After tweaking your vbscript quite a bit (and mine even more!)
Set fso = CreateObject("Scripting.FileSystemObject")
arritems = split(fso.OpenTextFile("junip.txt", 1).readall,vbcrlf)
Set Dict1 = CreateObject("Scripting.Dictionary")
for i=0 to ubound(arritems)
bad="*** incomplete data: line "+cstr(i)+" ***"
a=split(arritems(i),"~")
if ubound(a)=1 then
if a(1)="" then a(1)=bad
If Not Dict1.Exists(a(0)) Then
Dict1.Add a(0),a(1)
else
test=dict1.item(a(0))
p=instr(test,a(1))
if p=0 then dict1.item(a(0))=test+"~"+a(1)
End If
else
if ubound(a)=0 then dict1.add a(0),bad
end if
Next

set z=fso.opentextfile("diffs",2,true)
set y=fso.opentextfile("audio",2,true)
for each key in dict1.keys
a=split(dict1.item(key),"~")
n=ubound(a)
if n>0 then
for i=0 to n
z.writeline key+"~"+a(i)
'enable the foll line IF you also want the "diffs" in the main file as well
y.writeline key+"~"+a(i)
next
else
y.writeline key+"~"+a(0)
end if
next
z.close
y.close

edited to save face. This one really made me look dumb, and i hate to leave turds in the path of future walkers. :-(


Report •

#2
March 11, 2013 at 01:54:04
Your batch file works perfectly - as I was acquainted with the much simpler sort of batch file I am always amazed what you can get them to do! Unfortunately the VBS script produces error 800A0009 at line 21:1 - key=a(0) - subscript out of range 'number: 0'. Can't see anything obvious but then I don't think I could have worked out coding like yours with my limited knowledge. Any ideas what it could be?

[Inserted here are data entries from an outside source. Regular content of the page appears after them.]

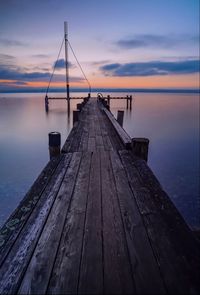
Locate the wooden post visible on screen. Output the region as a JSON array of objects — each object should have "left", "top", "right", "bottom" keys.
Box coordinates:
[
  {"left": 49, "top": 132, "right": 61, "bottom": 160},
  {"left": 117, "top": 111, "right": 124, "bottom": 127},
  {"left": 130, "top": 95, "right": 132, "bottom": 110},
  {"left": 132, "top": 138, "right": 149, "bottom": 162},
  {"left": 107, "top": 95, "right": 110, "bottom": 106},
  {"left": 126, "top": 95, "right": 129, "bottom": 110},
  {"left": 45, "top": 94, "right": 49, "bottom": 113},
  {"left": 76, "top": 103, "right": 83, "bottom": 111},
  {"left": 73, "top": 111, "right": 80, "bottom": 125}
]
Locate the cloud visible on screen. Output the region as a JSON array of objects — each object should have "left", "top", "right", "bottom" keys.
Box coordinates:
[
  {"left": 0, "top": 65, "right": 85, "bottom": 86},
  {"left": 115, "top": 34, "right": 199, "bottom": 49},
  {"left": 31, "top": 54, "right": 49, "bottom": 58},
  {"left": 0, "top": 38, "right": 28, "bottom": 47},
  {"left": 0, "top": 65, "right": 50, "bottom": 81},
  {"left": 54, "top": 58, "right": 74, "bottom": 70},
  {"left": 90, "top": 60, "right": 110, "bottom": 66},
  {"left": 100, "top": 60, "right": 199, "bottom": 77},
  {"left": 0, "top": 53, "right": 15, "bottom": 61}
]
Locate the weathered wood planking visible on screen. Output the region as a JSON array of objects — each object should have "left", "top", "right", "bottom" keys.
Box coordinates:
[
  {"left": 47, "top": 153, "right": 91, "bottom": 294},
  {"left": 19, "top": 153, "right": 81, "bottom": 294},
  {"left": 0, "top": 99, "right": 200, "bottom": 294},
  {"left": 0, "top": 157, "right": 62, "bottom": 266},
  {"left": 101, "top": 151, "right": 135, "bottom": 294},
  {"left": 0, "top": 154, "right": 71, "bottom": 294},
  {"left": 120, "top": 151, "right": 200, "bottom": 294},
  {"left": 103, "top": 108, "right": 131, "bottom": 149},
  {"left": 110, "top": 152, "right": 166, "bottom": 294},
  {"left": 78, "top": 152, "right": 103, "bottom": 294}
]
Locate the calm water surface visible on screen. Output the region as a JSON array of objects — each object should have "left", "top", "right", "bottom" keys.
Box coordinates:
[{"left": 0, "top": 93, "right": 200, "bottom": 228}]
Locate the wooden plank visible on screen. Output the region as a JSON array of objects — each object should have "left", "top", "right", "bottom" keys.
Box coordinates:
[
  {"left": 0, "top": 154, "right": 71, "bottom": 294},
  {"left": 120, "top": 151, "right": 200, "bottom": 294},
  {"left": 101, "top": 151, "right": 135, "bottom": 294},
  {"left": 0, "top": 157, "right": 62, "bottom": 265},
  {"left": 47, "top": 153, "right": 91, "bottom": 294},
  {"left": 18, "top": 153, "right": 82, "bottom": 294},
  {"left": 88, "top": 137, "right": 96, "bottom": 152},
  {"left": 79, "top": 152, "right": 103, "bottom": 294},
  {"left": 110, "top": 151, "right": 166, "bottom": 294},
  {"left": 103, "top": 108, "right": 131, "bottom": 149}
]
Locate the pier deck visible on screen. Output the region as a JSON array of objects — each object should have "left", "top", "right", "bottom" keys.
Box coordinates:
[{"left": 0, "top": 99, "right": 200, "bottom": 294}]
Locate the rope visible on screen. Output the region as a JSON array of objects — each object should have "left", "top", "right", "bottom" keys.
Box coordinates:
[
  {"left": 68, "top": 40, "right": 91, "bottom": 92},
  {"left": 46, "top": 38, "right": 65, "bottom": 96}
]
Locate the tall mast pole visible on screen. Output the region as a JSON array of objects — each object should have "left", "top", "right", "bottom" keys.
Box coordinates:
[{"left": 64, "top": 22, "right": 70, "bottom": 102}]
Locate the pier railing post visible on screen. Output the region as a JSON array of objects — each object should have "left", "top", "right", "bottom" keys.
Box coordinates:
[
  {"left": 126, "top": 95, "right": 129, "bottom": 110},
  {"left": 117, "top": 111, "right": 124, "bottom": 127},
  {"left": 130, "top": 95, "right": 132, "bottom": 110},
  {"left": 49, "top": 132, "right": 61, "bottom": 160},
  {"left": 132, "top": 138, "right": 149, "bottom": 162},
  {"left": 76, "top": 103, "right": 83, "bottom": 111},
  {"left": 107, "top": 95, "right": 110, "bottom": 106},
  {"left": 73, "top": 111, "right": 80, "bottom": 125}
]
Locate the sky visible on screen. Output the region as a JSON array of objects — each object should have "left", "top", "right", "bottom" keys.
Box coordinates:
[{"left": 0, "top": 0, "right": 199, "bottom": 92}]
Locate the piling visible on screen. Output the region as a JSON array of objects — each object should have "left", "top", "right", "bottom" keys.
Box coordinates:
[
  {"left": 117, "top": 111, "right": 124, "bottom": 127},
  {"left": 49, "top": 132, "right": 61, "bottom": 160},
  {"left": 73, "top": 111, "right": 80, "bottom": 125}
]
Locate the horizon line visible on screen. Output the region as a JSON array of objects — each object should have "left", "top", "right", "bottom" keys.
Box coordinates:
[{"left": 0, "top": 87, "right": 200, "bottom": 93}]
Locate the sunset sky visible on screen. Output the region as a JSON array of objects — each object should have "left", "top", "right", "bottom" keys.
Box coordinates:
[{"left": 0, "top": 0, "right": 199, "bottom": 92}]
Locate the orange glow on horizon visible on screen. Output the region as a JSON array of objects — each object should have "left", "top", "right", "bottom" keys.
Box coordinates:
[{"left": 0, "top": 74, "right": 199, "bottom": 89}]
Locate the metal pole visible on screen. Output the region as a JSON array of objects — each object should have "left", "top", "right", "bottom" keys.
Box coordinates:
[{"left": 64, "top": 22, "right": 70, "bottom": 102}]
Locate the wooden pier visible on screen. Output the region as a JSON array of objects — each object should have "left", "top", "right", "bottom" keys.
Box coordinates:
[{"left": 0, "top": 99, "right": 200, "bottom": 294}]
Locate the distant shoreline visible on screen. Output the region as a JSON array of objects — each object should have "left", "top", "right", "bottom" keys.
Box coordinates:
[{"left": 0, "top": 88, "right": 200, "bottom": 94}]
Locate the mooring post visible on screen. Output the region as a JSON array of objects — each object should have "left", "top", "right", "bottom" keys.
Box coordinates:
[
  {"left": 76, "top": 103, "right": 83, "bottom": 111},
  {"left": 45, "top": 94, "right": 49, "bottom": 113},
  {"left": 117, "top": 111, "right": 124, "bottom": 127},
  {"left": 126, "top": 95, "right": 129, "bottom": 110},
  {"left": 49, "top": 132, "right": 61, "bottom": 160},
  {"left": 132, "top": 137, "right": 149, "bottom": 162},
  {"left": 73, "top": 111, "right": 80, "bottom": 125},
  {"left": 130, "top": 95, "right": 132, "bottom": 110},
  {"left": 107, "top": 95, "right": 110, "bottom": 106}
]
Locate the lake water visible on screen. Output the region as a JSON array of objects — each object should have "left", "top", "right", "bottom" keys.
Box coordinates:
[{"left": 0, "top": 93, "right": 200, "bottom": 228}]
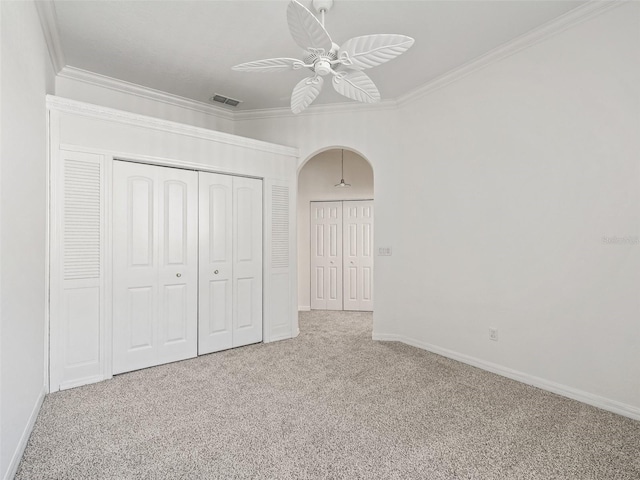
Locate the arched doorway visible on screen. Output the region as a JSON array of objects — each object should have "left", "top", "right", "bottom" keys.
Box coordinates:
[{"left": 297, "top": 148, "right": 374, "bottom": 311}]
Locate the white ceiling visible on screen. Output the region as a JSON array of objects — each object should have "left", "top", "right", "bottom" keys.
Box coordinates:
[{"left": 54, "top": 0, "right": 585, "bottom": 110}]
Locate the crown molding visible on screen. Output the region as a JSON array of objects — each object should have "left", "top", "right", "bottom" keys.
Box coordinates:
[
  {"left": 46, "top": 95, "right": 299, "bottom": 158},
  {"left": 396, "top": 0, "right": 632, "bottom": 107},
  {"left": 58, "top": 66, "right": 234, "bottom": 120},
  {"left": 233, "top": 100, "right": 398, "bottom": 120},
  {"left": 34, "top": 0, "right": 66, "bottom": 74}
]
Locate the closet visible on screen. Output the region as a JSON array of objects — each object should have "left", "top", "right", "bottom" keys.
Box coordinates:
[
  {"left": 46, "top": 96, "right": 298, "bottom": 392},
  {"left": 310, "top": 200, "right": 373, "bottom": 311},
  {"left": 113, "top": 161, "right": 262, "bottom": 374}
]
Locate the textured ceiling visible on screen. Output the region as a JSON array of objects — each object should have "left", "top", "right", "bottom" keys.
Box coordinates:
[{"left": 54, "top": 0, "right": 584, "bottom": 110}]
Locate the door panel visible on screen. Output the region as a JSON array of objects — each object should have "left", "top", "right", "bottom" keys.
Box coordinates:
[
  {"left": 157, "top": 167, "right": 198, "bottom": 363},
  {"left": 311, "top": 202, "right": 342, "bottom": 310},
  {"left": 198, "top": 172, "right": 262, "bottom": 355},
  {"left": 343, "top": 201, "right": 373, "bottom": 311},
  {"left": 113, "top": 161, "right": 198, "bottom": 374},
  {"left": 198, "top": 172, "right": 233, "bottom": 355},
  {"left": 233, "top": 177, "right": 262, "bottom": 347}
]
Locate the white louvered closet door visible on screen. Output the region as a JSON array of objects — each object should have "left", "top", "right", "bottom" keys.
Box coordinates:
[
  {"left": 49, "top": 150, "right": 105, "bottom": 392},
  {"left": 198, "top": 172, "right": 262, "bottom": 355},
  {"left": 113, "top": 161, "right": 198, "bottom": 374}
]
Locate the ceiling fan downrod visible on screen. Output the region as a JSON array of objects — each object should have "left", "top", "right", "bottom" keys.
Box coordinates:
[{"left": 313, "top": 0, "right": 333, "bottom": 27}]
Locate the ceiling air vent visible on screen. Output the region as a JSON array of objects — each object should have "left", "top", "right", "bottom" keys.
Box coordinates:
[{"left": 209, "top": 93, "right": 242, "bottom": 107}]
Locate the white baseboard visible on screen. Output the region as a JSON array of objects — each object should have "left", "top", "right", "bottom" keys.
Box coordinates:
[
  {"left": 4, "top": 386, "right": 47, "bottom": 480},
  {"left": 372, "top": 333, "right": 640, "bottom": 420}
]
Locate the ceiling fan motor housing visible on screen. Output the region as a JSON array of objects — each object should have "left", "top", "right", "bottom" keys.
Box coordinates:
[{"left": 312, "top": 0, "right": 333, "bottom": 13}]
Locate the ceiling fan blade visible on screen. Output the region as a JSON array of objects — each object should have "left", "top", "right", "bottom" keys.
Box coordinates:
[
  {"left": 333, "top": 72, "right": 380, "bottom": 103},
  {"left": 338, "top": 34, "right": 414, "bottom": 70},
  {"left": 287, "top": 0, "right": 333, "bottom": 52},
  {"left": 291, "top": 75, "right": 324, "bottom": 114},
  {"left": 231, "top": 58, "right": 305, "bottom": 72}
]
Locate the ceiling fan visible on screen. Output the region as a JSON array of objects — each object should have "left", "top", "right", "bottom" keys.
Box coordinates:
[{"left": 232, "top": 0, "right": 414, "bottom": 114}]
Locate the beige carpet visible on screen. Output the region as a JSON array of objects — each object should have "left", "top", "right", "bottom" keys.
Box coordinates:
[{"left": 17, "top": 312, "right": 640, "bottom": 480}]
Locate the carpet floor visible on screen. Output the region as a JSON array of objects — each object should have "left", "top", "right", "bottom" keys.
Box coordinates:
[{"left": 16, "top": 312, "right": 640, "bottom": 480}]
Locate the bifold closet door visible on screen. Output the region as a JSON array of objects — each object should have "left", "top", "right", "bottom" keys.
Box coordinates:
[
  {"left": 198, "top": 172, "right": 262, "bottom": 355},
  {"left": 342, "top": 200, "right": 373, "bottom": 311},
  {"left": 311, "top": 202, "right": 342, "bottom": 310},
  {"left": 113, "top": 161, "right": 198, "bottom": 374}
]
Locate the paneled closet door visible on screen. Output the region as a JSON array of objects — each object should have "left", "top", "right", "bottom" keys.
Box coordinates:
[
  {"left": 233, "top": 177, "right": 262, "bottom": 347},
  {"left": 198, "top": 172, "right": 262, "bottom": 355},
  {"left": 113, "top": 161, "right": 198, "bottom": 374},
  {"left": 311, "top": 202, "right": 342, "bottom": 310},
  {"left": 342, "top": 201, "right": 373, "bottom": 311},
  {"left": 198, "top": 172, "right": 233, "bottom": 355}
]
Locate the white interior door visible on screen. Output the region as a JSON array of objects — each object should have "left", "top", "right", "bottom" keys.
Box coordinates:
[
  {"left": 198, "top": 172, "right": 262, "bottom": 355},
  {"left": 113, "top": 161, "right": 198, "bottom": 374},
  {"left": 311, "top": 202, "right": 342, "bottom": 310},
  {"left": 342, "top": 201, "right": 373, "bottom": 311}
]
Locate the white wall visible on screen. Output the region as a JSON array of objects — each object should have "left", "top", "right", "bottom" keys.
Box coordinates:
[
  {"left": 55, "top": 67, "right": 233, "bottom": 133},
  {"left": 236, "top": 2, "right": 640, "bottom": 418},
  {"left": 298, "top": 149, "right": 373, "bottom": 310},
  {"left": 0, "top": 2, "right": 54, "bottom": 478}
]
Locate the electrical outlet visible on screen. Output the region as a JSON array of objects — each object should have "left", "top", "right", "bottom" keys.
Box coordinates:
[{"left": 489, "top": 327, "right": 498, "bottom": 342}]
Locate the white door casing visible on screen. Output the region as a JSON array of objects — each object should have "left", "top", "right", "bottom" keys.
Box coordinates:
[
  {"left": 342, "top": 200, "right": 373, "bottom": 311},
  {"left": 311, "top": 202, "right": 343, "bottom": 310},
  {"left": 113, "top": 161, "right": 198, "bottom": 374},
  {"left": 198, "top": 172, "right": 262, "bottom": 355}
]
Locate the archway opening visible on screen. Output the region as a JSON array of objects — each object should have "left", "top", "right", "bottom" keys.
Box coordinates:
[{"left": 297, "top": 148, "right": 374, "bottom": 311}]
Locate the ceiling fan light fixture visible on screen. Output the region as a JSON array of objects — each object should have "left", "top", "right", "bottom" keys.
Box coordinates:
[{"left": 334, "top": 149, "right": 351, "bottom": 188}]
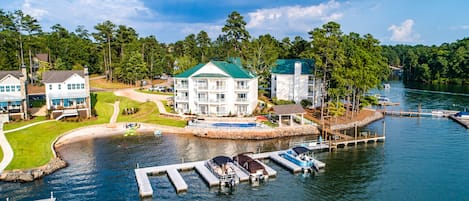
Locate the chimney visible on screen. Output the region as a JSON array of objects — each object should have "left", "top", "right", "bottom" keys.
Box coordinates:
[
  {"left": 83, "top": 65, "right": 91, "bottom": 118},
  {"left": 20, "top": 64, "right": 29, "bottom": 120},
  {"left": 293, "top": 61, "right": 301, "bottom": 103}
]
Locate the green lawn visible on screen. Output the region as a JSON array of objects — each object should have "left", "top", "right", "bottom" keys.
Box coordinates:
[
  {"left": 3, "top": 117, "right": 46, "bottom": 131},
  {"left": 117, "top": 97, "right": 187, "bottom": 127},
  {"left": 6, "top": 92, "right": 117, "bottom": 170},
  {"left": 135, "top": 89, "right": 174, "bottom": 96},
  {"left": 4, "top": 92, "right": 186, "bottom": 170},
  {"left": 161, "top": 100, "right": 176, "bottom": 114}
]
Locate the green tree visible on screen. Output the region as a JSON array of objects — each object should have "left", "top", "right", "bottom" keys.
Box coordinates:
[
  {"left": 303, "top": 22, "right": 344, "bottom": 120},
  {"left": 196, "top": 30, "right": 211, "bottom": 63},
  {"left": 91, "top": 20, "right": 116, "bottom": 81},
  {"left": 221, "top": 11, "right": 251, "bottom": 57},
  {"left": 244, "top": 34, "right": 280, "bottom": 87}
]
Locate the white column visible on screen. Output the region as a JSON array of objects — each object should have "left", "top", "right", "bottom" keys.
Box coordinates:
[{"left": 278, "top": 115, "right": 282, "bottom": 127}]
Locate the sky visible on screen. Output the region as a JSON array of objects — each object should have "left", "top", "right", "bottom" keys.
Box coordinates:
[{"left": 0, "top": 0, "right": 469, "bottom": 45}]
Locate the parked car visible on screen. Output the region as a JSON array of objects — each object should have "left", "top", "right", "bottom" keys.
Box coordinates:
[{"left": 148, "top": 86, "right": 166, "bottom": 92}]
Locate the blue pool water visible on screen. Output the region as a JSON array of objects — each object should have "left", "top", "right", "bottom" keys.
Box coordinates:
[
  {"left": 212, "top": 122, "right": 257, "bottom": 128},
  {"left": 0, "top": 83, "right": 469, "bottom": 201}
]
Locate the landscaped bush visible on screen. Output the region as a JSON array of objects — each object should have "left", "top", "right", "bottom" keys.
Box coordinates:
[{"left": 272, "top": 98, "right": 295, "bottom": 105}]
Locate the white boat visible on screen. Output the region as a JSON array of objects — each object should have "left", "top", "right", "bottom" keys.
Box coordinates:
[
  {"left": 282, "top": 146, "right": 319, "bottom": 173},
  {"left": 233, "top": 153, "right": 269, "bottom": 184},
  {"left": 205, "top": 156, "right": 239, "bottom": 188}
]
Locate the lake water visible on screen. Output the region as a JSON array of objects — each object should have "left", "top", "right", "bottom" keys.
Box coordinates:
[{"left": 0, "top": 82, "right": 469, "bottom": 201}]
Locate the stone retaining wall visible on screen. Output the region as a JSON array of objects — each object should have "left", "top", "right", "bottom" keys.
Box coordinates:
[
  {"left": 0, "top": 157, "right": 67, "bottom": 182},
  {"left": 331, "top": 111, "right": 384, "bottom": 130},
  {"left": 191, "top": 126, "right": 319, "bottom": 140}
]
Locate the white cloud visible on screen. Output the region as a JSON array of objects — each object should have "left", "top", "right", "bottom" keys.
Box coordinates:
[
  {"left": 246, "top": 0, "right": 343, "bottom": 36},
  {"left": 460, "top": 25, "right": 469, "bottom": 30},
  {"left": 388, "top": 19, "right": 420, "bottom": 42},
  {"left": 22, "top": 0, "right": 154, "bottom": 30}
]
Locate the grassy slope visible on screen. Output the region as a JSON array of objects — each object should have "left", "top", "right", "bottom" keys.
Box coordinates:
[
  {"left": 117, "top": 97, "right": 186, "bottom": 127},
  {"left": 6, "top": 92, "right": 116, "bottom": 170},
  {"left": 3, "top": 117, "right": 46, "bottom": 131}
]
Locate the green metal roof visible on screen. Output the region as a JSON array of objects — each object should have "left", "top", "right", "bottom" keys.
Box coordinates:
[
  {"left": 174, "top": 64, "right": 205, "bottom": 78},
  {"left": 194, "top": 73, "right": 228, "bottom": 77},
  {"left": 174, "top": 61, "right": 256, "bottom": 79},
  {"left": 271, "top": 59, "right": 314, "bottom": 74},
  {"left": 211, "top": 61, "right": 256, "bottom": 79}
]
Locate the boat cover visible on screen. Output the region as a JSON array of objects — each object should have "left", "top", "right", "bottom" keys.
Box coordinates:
[
  {"left": 212, "top": 156, "right": 233, "bottom": 166},
  {"left": 292, "top": 146, "right": 310, "bottom": 154}
]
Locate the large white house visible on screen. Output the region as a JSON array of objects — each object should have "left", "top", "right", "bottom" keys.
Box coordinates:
[
  {"left": 0, "top": 67, "right": 28, "bottom": 122},
  {"left": 271, "top": 59, "right": 322, "bottom": 106},
  {"left": 174, "top": 61, "right": 258, "bottom": 116},
  {"left": 42, "top": 67, "right": 91, "bottom": 119}
]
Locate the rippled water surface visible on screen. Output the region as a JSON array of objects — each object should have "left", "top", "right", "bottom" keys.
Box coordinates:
[{"left": 0, "top": 82, "right": 469, "bottom": 201}]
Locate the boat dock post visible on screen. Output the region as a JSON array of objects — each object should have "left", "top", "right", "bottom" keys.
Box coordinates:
[
  {"left": 195, "top": 163, "right": 220, "bottom": 187},
  {"left": 270, "top": 153, "right": 301, "bottom": 173}
]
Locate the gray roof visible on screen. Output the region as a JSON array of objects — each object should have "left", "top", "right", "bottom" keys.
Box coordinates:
[
  {"left": 0, "top": 70, "right": 23, "bottom": 79},
  {"left": 42, "top": 70, "right": 85, "bottom": 83},
  {"left": 273, "top": 104, "right": 306, "bottom": 115}
]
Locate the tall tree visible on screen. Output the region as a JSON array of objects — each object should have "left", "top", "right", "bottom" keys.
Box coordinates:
[
  {"left": 92, "top": 20, "right": 116, "bottom": 81},
  {"left": 244, "top": 34, "right": 281, "bottom": 87},
  {"left": 196, "top": 30, "right": 211, "bottom": 63},
  {"left": 304, "top": 22, "right": 344, "bottom": 120},
  {"left": 221, "top": 11, "right": 251, "bottom": 56}
]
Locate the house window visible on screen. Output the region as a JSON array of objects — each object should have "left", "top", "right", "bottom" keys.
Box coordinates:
[
  {"left": 216, "top": 80, "right": 225, "bottom": 89},
  {"left": 236, "top": 81, "right": 247, "bottom": 89},
  {"left": 52, "top": 99, "right": 60, "bottom": 106},
  {"left": 217, "top": 94, "right": 225, "bottom": 102},
  {"left": 238, "top": 105, "right": 248, "bottom": 114},
  {"left": 238, "top": 93, "right": 246, "bottom": 101}
]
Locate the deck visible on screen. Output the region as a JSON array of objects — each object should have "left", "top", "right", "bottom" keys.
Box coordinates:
[{"left": 134, "top": 149, "right": 328, "bottom": 197}]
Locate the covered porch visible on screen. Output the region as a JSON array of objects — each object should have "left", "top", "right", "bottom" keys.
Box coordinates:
[{"left": 273, "top": 104, "right": 306, "bottom": 127}]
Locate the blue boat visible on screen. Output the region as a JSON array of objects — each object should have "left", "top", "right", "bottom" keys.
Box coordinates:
[{"left": 282, "top": 146, "right": 319, "bottom": 173}]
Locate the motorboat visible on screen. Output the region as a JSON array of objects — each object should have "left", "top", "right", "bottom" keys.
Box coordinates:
[
  {"left": 233, "top": 153, "right": 269, "bottom": 184},
  {"left": 282, "top": 146, "right": 319, "bottom": 173},
  {"left": 454, "top": 112, "right": 469, "bottom": 119},
  {"left": 205, "top": 156, "right": 239, "bottom": 188}
]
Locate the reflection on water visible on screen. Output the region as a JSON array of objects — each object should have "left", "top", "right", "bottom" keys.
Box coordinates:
[{"left": 0, "top": 82, "right": 469, "bottom": 201}]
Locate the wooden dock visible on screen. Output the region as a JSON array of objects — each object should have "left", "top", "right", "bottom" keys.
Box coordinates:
[
  {"left": 134, "top": 146, "right": 327, "bottom": 197},
  {"left": 449, "top": 115, "right": 469, "bottom": 129},
  {"left": 382, "top": 109, "right": 458, "bottom": 117},
  {"left": 269, "top": 153, "right": 302, "bottom": 173}
]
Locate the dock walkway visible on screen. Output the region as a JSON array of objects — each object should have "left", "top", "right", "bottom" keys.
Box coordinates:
[
  {"left": 134, "top": 146, "right": 326, "bottom": 197},
  {"left": 449, "top": 115, "right": 469, "bottom": 129}
]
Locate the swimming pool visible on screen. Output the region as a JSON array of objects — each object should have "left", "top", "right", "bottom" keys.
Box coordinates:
[{"left": 211, "top": 122, "right": 257, "bottom": 128}]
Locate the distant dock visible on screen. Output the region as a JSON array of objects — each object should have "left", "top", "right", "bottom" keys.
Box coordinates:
[
  {"left": 382, "top": 110, "right": 459, "bottom": 117},
  {"left": 134, "top": 142, "right": 329, "bottom": 197},
  {"left": 449, "top": 115, "right": 469, "bottom": 129}
]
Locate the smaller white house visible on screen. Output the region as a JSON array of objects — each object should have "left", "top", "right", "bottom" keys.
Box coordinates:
[
  {"left": 174, "top": 61, "right": 258, "bottom": 116},
  {"left": 42, "top": 67, "right": 91, "bottom": 119},
  {"left": 271, "top": 59, "right": 322, "bottom": 107},
  {"left": 0, "top": 67, "right": 28, "bottom": 122}
]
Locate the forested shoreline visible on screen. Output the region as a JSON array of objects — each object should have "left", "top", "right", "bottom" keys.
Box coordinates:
[
  {"left": 383, "top": 38, "right": 469, "bottom": 84},
  {"left": 0, "top": 10, "right": 390, "bottom": 117}
]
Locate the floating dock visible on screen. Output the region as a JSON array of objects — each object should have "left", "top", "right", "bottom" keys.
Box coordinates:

Thank you once again for your support


Report •

#3
March 11, 2013 at 08:23:56
For contrast, here's a Perl solution.

#!/usr/bin/perl

use 5.10.1;
use strict;
use warnings;
use Carp;
use List::Util qw(first);

my $input = 'Audio_list.txt';
my %titles;

open my $fh, '<', $input or croak "failed to open '$input' $!";
while ( my $line = <$fh>) {
    chomp $line;
    my ($title, $artist) = (split(/[~*]/x, $line))[0,1];
    unless ( first { $_ eq $artist } @{$titles{$title}} ) {
        push @{$titles{$title}}, $artist;
    }
}
close $fh;

for my $title (sort keys %titles) {
    for my $artist ( sort @{$titles{$title}}) {
	say join('~', $title, $artist) if @{$titles{$title}} > 1;
    }
}


Report •

Related Solutions

#4
March 11, 2013 at 09:58:34
JuniperGreen: Any ideas what it could be?
Your input file probably has a blank line, or a line composed of whitespace, or something.

For reference, this is my version. It handles blank lines, but requires you to have .NET installed.

Set fso = CreateObject("Scripting.FileSystemObject")
Set songs = CreateObject("Scripting.Dictionary")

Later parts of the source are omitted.